On 2011-07-23, Robert Greene wrote:

I feel a little diffident in commenting on this in the presence of so many experts on the Soundfield mike in theory as well as in practice, but unless I am misunderstanding how it works, there are VERY serious problems of other kinds with using it at the kinds of distances (fractions of a meter less than 1/2 , much less often enough) where proximity effect becomes really major.

That is true as well. I seem to remember the original impetus for the reactivity and sound intensity talks a few years back eventually proved to be not so much about sound fields, but about the poor response of the classical SoundField design towards surrounding soundfields which had higher order components. Rejection of directional aliasing from the higher order components of the local soundfield, that is. Which is precisely which progressively mounts up when you bring a small source up close, and/or have a closeby reflective geometry (such as Angelo did in his car work, then).

It proved that SoundFields have no problem with out-of-phase zeroth and first order components, but in fact responded remarkably accurately to them; the only excluded explanation was directional aliasing rejection. Which in retrospect should be rather self-evident, shouldn't it? :)

Namely, as I understand it, the way the B format signals are built is predicated upon the distances among the four capsules being quite small compared to the distance of the source, for the following reason:

That, but not only that. They're also physically extensive, with an innate directivity of their own.

Compensation is needed for the fact that the capsules are on the faces of a tetrahedron, not coincident and all at the center.

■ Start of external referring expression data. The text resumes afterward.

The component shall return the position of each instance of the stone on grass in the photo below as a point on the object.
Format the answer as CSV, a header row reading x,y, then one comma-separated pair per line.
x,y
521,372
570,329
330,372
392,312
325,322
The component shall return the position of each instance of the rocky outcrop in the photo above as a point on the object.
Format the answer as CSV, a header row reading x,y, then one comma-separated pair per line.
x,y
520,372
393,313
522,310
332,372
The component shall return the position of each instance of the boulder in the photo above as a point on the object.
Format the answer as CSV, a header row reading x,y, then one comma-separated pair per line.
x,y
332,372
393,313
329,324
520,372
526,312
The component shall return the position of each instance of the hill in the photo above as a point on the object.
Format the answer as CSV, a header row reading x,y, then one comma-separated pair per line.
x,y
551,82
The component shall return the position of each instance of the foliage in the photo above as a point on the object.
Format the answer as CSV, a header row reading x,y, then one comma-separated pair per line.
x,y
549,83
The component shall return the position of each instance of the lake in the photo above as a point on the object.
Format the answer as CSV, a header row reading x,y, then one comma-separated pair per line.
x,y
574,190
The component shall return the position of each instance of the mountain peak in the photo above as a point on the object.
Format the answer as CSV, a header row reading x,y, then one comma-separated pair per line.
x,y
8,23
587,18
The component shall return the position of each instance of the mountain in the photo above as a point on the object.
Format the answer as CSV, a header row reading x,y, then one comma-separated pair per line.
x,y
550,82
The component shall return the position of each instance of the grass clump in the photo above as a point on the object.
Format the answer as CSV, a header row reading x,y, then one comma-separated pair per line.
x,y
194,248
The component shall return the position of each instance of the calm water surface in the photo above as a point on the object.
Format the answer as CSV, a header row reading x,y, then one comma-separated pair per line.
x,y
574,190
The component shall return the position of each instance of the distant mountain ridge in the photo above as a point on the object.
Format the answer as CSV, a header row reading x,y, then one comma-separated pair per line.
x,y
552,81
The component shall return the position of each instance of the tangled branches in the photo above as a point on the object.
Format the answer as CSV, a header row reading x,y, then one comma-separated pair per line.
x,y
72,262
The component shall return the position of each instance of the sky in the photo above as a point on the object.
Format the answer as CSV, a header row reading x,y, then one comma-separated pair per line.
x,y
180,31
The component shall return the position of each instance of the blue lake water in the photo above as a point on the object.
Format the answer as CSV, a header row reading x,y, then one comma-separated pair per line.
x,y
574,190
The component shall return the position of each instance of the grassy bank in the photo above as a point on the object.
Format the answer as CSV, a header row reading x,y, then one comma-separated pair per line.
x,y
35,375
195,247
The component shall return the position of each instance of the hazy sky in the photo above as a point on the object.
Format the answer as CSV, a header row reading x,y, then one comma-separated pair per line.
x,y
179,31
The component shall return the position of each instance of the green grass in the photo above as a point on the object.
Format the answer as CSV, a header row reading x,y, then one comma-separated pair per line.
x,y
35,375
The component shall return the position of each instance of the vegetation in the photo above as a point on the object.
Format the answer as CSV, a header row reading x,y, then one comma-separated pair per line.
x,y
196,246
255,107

Yes, and this is based on them having the cardioid characteristic, plus being approximately coincident. That is only an approximation in total, especially at the higher frequencies. Thus, the overall mic won't totally reject higher harmonics. Again, we've gone over similar considerations with Filippo in the past, just considering spherical clouds of omnis. I think we even got into topology, with the difference between just spherical clouds, and clouds on top of an acoustically opaque sphere. ;)

So it seems to me(and I am prepared to be all wrong!) that the Soundfield mike could not be expected to work at all well except when the source is quite far away--a matter of meters, not inches.

Long story short, I suspect very much the same, and I think there's already good empirical showing for the problems that follow, even on this very list.